Nos encontrábamos de vez en cuando, casi siempre en Madrid, y yo veía en su cara la felicidad del éxito personal, viajero por el mundo y organizador del crecimiento espectacular de “su País”. Recordaba con cariño su paso por nuestro “Sol” que fue su trampolín a las alturas y me presentó a su yerno, el inolvidable periodista Ismael Fuente Lafuente, con quien, junto a De Laurentis y Mariano Crespo, creamos la revista turística internacional “Spain Now, cuya artística cabecera fue obra de uno de los hijos de Joaquín.
Hay gente, la buena gente, que deja huella de su paso por estos andurriales. El malagueño Joaquín Rodríguez Guerrero es uno de ellos. Mucha gente lo recordará mucho tiempo.
……
(Artículo publicado en “La Opinión de Málaga“, el día 24 de enero 2011)

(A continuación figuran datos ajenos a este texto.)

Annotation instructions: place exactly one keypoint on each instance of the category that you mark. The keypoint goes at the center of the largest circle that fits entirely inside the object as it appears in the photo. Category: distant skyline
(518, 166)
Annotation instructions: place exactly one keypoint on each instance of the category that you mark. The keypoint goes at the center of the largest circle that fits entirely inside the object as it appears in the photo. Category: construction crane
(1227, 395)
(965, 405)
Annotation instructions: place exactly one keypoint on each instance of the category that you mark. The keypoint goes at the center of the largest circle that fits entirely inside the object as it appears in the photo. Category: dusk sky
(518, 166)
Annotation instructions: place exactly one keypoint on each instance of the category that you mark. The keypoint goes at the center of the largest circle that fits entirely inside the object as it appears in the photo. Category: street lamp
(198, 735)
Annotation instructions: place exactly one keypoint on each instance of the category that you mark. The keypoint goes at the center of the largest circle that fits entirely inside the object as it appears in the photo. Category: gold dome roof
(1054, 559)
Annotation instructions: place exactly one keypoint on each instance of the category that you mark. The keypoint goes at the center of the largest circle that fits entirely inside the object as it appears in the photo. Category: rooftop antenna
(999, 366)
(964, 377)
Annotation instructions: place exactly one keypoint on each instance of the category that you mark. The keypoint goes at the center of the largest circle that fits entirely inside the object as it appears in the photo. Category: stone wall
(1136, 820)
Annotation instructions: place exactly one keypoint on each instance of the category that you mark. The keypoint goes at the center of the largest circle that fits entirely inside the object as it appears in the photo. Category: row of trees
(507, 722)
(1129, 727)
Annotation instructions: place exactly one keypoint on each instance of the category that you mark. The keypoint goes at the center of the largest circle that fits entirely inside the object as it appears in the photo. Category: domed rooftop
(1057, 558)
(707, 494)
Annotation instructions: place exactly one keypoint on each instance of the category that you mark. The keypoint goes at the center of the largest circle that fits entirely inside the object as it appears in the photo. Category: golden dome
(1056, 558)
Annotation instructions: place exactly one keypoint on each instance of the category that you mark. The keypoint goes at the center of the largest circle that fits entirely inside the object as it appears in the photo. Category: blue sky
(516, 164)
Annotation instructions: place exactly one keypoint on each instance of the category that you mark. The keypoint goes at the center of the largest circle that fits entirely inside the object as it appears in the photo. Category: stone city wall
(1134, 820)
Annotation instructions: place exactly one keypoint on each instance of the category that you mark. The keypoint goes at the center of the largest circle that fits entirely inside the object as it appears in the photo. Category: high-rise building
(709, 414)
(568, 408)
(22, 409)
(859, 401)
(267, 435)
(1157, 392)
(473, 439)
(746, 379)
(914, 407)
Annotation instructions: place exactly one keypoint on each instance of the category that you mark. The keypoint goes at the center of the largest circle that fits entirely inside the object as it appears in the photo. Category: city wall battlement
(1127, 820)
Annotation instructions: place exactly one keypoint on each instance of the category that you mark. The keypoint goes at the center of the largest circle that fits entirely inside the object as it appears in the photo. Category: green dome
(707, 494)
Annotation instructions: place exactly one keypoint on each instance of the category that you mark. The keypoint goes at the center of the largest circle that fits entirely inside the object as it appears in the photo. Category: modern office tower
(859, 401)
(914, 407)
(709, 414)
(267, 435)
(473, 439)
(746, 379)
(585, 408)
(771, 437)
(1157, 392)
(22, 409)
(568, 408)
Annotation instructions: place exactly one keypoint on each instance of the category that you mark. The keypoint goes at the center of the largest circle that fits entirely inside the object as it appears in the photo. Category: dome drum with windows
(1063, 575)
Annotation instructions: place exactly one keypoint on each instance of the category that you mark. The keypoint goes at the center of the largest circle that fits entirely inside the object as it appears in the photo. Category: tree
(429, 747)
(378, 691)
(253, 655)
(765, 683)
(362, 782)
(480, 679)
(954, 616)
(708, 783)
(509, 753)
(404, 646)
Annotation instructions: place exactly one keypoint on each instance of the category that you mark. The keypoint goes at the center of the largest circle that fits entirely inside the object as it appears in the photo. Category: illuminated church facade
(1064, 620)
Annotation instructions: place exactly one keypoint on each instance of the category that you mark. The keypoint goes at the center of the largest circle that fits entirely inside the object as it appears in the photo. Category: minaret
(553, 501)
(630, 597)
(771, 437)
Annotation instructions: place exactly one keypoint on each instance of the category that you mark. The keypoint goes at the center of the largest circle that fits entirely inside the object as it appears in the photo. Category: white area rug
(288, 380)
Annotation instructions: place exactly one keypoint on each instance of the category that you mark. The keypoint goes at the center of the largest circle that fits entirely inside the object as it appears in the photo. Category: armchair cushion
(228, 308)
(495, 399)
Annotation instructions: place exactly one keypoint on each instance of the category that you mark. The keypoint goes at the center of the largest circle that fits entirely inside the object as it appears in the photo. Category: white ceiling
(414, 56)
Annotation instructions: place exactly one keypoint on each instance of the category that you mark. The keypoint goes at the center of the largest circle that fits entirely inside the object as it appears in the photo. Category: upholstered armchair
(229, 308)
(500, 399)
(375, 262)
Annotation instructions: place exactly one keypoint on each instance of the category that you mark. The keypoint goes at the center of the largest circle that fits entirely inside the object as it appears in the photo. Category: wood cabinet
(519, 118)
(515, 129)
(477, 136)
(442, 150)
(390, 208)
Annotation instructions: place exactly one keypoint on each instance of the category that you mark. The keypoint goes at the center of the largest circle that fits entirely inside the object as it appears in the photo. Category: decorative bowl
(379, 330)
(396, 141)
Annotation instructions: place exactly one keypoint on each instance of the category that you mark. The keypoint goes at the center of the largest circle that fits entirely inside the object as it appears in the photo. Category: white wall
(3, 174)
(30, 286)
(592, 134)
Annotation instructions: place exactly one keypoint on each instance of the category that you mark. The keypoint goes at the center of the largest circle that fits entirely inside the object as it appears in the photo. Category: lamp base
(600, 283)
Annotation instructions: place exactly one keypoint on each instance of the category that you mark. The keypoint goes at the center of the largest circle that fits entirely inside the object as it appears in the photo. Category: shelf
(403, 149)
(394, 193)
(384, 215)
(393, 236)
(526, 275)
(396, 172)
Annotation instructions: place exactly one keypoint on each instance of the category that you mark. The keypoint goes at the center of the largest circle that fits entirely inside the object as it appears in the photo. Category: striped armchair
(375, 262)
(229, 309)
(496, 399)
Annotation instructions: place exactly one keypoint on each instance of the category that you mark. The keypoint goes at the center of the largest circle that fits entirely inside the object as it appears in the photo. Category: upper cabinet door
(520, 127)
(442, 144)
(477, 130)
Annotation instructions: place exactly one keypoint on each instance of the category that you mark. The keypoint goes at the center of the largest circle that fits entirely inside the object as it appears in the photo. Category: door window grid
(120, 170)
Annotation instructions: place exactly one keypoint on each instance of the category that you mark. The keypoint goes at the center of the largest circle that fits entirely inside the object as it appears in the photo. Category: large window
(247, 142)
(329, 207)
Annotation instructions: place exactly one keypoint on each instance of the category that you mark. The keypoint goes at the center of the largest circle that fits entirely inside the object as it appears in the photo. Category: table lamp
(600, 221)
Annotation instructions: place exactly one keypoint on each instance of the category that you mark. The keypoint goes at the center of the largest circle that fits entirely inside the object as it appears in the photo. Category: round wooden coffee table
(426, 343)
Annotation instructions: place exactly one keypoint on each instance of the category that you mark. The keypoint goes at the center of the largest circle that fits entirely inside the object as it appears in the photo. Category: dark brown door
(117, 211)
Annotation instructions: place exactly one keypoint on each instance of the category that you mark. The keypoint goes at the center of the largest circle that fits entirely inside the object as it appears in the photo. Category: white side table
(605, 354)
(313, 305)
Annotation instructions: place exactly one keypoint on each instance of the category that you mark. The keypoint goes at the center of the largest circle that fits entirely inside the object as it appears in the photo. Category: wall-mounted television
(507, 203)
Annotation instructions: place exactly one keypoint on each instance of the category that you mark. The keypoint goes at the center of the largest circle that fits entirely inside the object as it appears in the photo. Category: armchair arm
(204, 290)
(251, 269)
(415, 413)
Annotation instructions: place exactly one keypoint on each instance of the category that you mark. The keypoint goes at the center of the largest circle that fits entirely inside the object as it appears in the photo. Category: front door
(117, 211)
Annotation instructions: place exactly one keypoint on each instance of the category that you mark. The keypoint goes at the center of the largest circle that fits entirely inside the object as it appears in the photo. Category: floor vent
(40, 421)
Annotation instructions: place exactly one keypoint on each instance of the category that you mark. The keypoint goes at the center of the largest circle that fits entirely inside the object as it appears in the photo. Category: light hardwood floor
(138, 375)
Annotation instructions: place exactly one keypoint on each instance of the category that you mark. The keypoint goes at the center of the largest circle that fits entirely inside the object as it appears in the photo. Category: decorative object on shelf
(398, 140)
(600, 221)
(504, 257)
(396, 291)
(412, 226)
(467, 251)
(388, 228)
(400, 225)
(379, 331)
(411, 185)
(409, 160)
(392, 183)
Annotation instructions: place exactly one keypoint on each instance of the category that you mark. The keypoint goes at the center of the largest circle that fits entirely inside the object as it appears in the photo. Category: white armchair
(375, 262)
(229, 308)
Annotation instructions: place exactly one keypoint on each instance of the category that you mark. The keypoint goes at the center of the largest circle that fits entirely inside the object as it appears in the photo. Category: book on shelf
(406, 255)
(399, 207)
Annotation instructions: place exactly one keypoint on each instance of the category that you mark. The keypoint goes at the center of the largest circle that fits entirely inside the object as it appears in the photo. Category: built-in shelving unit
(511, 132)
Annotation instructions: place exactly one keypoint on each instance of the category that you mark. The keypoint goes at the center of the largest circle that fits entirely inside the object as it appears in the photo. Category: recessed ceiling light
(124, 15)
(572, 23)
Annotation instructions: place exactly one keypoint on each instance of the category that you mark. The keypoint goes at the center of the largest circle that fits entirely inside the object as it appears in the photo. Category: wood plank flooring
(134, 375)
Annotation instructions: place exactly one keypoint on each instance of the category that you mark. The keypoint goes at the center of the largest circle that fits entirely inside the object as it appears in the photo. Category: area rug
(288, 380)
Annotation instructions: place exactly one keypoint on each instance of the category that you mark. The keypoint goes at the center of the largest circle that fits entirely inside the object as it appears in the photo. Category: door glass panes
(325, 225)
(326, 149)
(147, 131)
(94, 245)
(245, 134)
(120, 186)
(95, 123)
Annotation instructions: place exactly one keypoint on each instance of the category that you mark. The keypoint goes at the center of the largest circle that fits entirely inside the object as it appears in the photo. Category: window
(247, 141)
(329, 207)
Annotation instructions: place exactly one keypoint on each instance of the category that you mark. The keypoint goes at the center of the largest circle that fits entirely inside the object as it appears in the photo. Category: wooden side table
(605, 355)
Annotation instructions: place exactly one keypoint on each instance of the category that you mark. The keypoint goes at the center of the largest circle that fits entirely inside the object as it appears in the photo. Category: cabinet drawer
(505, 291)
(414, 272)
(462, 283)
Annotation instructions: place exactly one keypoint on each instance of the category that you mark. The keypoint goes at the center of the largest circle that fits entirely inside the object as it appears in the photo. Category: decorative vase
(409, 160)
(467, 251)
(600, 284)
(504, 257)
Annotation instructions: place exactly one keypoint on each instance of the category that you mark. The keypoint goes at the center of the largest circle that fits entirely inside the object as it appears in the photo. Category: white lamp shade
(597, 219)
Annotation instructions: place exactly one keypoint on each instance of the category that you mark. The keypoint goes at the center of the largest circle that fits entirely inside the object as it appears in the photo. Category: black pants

Rafael, muchas gracias por emocionarme con este recuerdo de mi padre, con el que yo iba los sábados al “Sol” en aquel viejo R-8, muchas veces después de repartir paquetes de la imprenta en la gestoría de Claudio Gallardo.
Algún día deberías escribir la historia de “Sol de España”. La memoria es flaca. Un abrazo MAESTRO.
En ello estoy, Miguel Angel. Está en avanzado estado de gestación. Gracias por tu estímulo. Un abrazo fuerte.